"Yes—I think there's nothing ever done, or made, or written of, or sung of by poets, more beautiful than a soul, a poor, unhappy human soul, coming into its own once more! Oh, I don't believe I can ever make you feel it as I feel it—but I don't believe there's an adventure or a movement in all life more beautiful than the rehabilitation—that's the only word I can use!—of a man's heart, or a woman's! Think of it, Jim!—what can be lovelier than the restoration of sanity and beauty and meaning to a suffering and tortured life? Health after sickness is lovely, and so is healing after disease, and quietness after unrest, and peace after struggle. But that, Jim, is only for the body. It's only for something of a day or two, or a year or two. When a soul is redeemed, it's something that leaves you face to face with—with Eternity!"
Again he studied her rapt and mournful eyes, at sea, wondering to what new turn the sacrificial instinct of her sex was leading her.
"What has made you think of all this?" he demanded of her, a little unhappily, a little afraid of the old wounds that were healing so slowly. "Why should you remind me of how hard it is, and how little I've been able to do?"

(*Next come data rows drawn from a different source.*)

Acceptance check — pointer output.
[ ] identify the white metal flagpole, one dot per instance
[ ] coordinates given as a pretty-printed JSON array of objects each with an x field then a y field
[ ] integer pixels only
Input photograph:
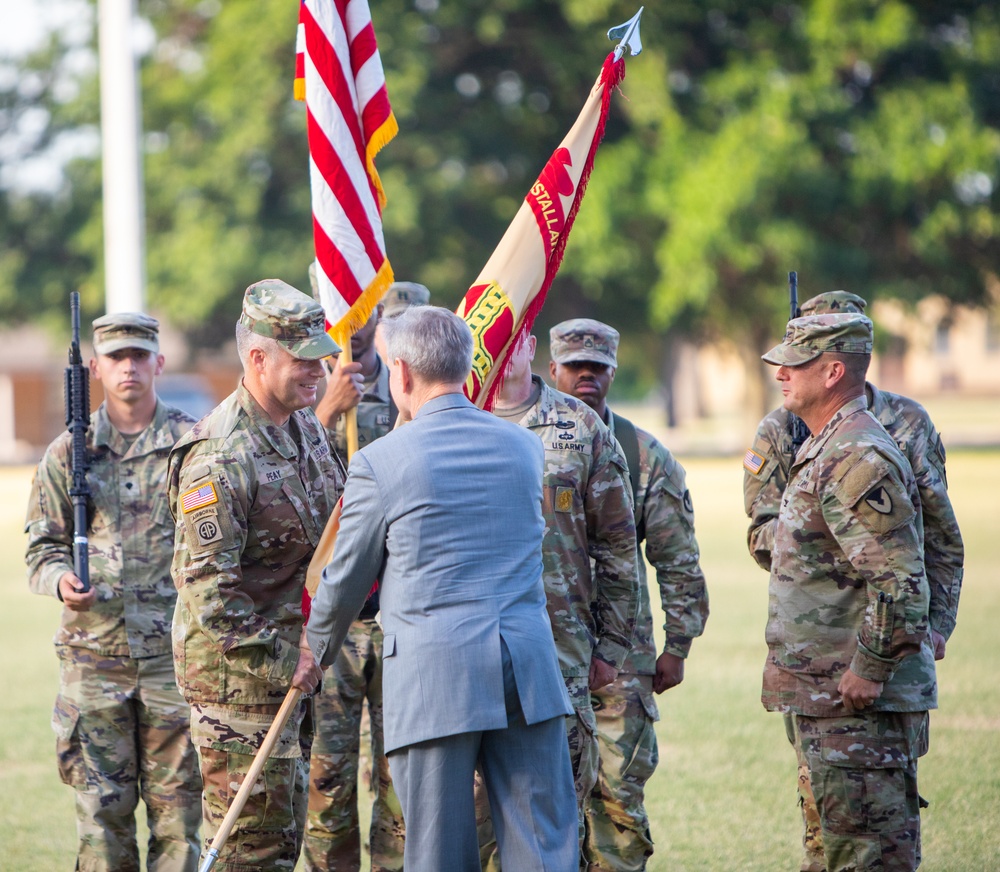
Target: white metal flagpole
[{"x": 124, "y": 219}]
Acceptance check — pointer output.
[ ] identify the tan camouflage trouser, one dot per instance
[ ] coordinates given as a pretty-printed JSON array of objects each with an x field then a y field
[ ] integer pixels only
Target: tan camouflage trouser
[
  {"x": 812, "y": 833},
  {"x": 332, "y": 831},
  {"x": 617, "y": 827},
  {"x": 863, "y": 774},
  {"x": 581, "y": 733},
  {"x": 267, "y": 835},
  {"x": 122, "y": 732}
]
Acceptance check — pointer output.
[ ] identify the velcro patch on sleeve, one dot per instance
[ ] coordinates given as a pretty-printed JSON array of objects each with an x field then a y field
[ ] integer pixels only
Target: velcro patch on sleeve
[
  {"x": 885, "y": 507},
  {"x": 753, "y": 462},
  {"x": 198, "y": 498}
]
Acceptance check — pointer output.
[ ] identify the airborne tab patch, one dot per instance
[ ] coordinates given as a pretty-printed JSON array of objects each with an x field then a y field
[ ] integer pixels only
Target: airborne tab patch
[
  {"x": 753, "y": 462},
  {"x": 198, "y": 498}
]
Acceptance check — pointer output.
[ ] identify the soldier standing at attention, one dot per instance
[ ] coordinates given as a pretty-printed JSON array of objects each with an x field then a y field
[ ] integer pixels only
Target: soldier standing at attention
[
  {"x": 589, "y": 562},
  {"x": 122, "y": 725},
  {"x": 251, "y": 487},
  {"x": 332, "y": 840},
  {"x": 850, "y": 655},
  {"x": 766, "y": 468},
  {"x": 584, "y": 359}
]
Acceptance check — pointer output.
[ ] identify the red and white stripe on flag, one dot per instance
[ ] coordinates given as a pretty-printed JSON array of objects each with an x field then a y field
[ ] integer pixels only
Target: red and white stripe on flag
[
  {"x": 338, "y": 72},
  {"x": 502, "y": 303}
]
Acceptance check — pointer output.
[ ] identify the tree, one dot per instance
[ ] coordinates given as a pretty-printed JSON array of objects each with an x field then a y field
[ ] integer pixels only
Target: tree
[{"x": 852, "y": 140}]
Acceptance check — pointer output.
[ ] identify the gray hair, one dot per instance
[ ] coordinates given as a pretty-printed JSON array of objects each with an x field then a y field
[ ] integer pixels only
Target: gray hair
[
  {"x": 247, "y": 340},
  {"x": 435, "y": 343}
]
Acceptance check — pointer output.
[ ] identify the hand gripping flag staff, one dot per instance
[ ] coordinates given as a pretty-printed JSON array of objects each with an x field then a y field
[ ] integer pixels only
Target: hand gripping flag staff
[
  {"x": 504, "y": 300},
  {"x": 338, "y": 72},
  {"x": 502, "y": 303}
]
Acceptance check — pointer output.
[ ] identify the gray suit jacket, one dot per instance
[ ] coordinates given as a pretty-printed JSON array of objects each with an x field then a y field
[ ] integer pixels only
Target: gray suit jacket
[{"x": 446, "y": 513}]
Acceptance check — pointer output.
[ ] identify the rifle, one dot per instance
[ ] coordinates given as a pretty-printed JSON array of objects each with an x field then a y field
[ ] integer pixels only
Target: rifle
[
  {"x": 77, "y": 386},
  {"x": 796, "y": 426}
]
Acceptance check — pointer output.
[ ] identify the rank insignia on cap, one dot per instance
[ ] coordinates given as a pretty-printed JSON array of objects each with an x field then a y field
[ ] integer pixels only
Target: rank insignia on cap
[
  {"x": 198, "y": 498},
  {"x": 752, "y": 461},
  {"x": 880, "y": 500}
]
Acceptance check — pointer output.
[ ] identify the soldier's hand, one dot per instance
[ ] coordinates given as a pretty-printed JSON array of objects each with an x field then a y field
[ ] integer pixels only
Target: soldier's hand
[
  {"x": 601, "y": 673},
  {"x": 344, "y": 388},
  {"x": 939, "y": 643},
  {"x": 669, "y": 672},
  {"x": 858, "y": 693},
  {"x": 72, "y": 596},
  {"x": 308, "y": 673}
]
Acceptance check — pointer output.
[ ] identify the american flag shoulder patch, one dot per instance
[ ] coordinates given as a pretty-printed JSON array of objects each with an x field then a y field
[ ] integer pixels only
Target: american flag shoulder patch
[
  {"x": 198, "y": 498},
  {"x": 753, "y": 462}
]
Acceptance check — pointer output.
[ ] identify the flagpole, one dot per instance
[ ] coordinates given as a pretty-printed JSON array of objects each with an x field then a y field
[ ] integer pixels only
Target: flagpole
[{"x": 351, "y": 415}]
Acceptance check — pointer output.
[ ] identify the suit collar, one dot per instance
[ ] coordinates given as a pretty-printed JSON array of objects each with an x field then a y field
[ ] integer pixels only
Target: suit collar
[{"x": 445, "y": 401}]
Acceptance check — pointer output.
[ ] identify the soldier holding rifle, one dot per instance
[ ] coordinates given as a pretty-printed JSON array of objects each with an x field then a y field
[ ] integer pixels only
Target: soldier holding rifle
[{"x": 121, "y": 724}]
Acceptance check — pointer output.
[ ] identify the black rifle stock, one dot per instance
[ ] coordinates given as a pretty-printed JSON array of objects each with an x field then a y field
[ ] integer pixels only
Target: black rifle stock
[
  {"x": 796, "y": 427},
  {"x": 77, "y": 387}
]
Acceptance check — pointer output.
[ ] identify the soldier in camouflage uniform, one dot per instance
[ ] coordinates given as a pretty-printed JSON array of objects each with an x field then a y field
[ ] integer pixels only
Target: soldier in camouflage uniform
[
  {"x": 850, "y": 655},
  {"x": 251, "y": 487},
  {"x": 766, "y": 468},
  {"x": 584, "y": 360},
  {"x": 589, "y": 561},
  {"x": 122, "y": 725},
  {"x": 332, "y": 829}
]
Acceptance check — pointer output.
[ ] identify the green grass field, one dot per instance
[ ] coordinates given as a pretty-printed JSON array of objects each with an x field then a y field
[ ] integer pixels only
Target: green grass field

She was silent for several minutes again, as they walked on, slowly, under the spectral autumn trees, with the rustling dead leaves at their feet. She found it hard to answer him.
"'The saints are only the sinners who kept on trying!'" she quoted to him, for the second time in their lives. Then she came to a full stop.
"Oh, Jim, I need you so much, now!" she cried out, at last, pitifully, and still again he could not bridge the abyss that lay between one thought and another.
"Need me?"
"Yes, need you!"
Again a dead leaf fluttered and drifted between them.
"What is it?" he asked, more gently.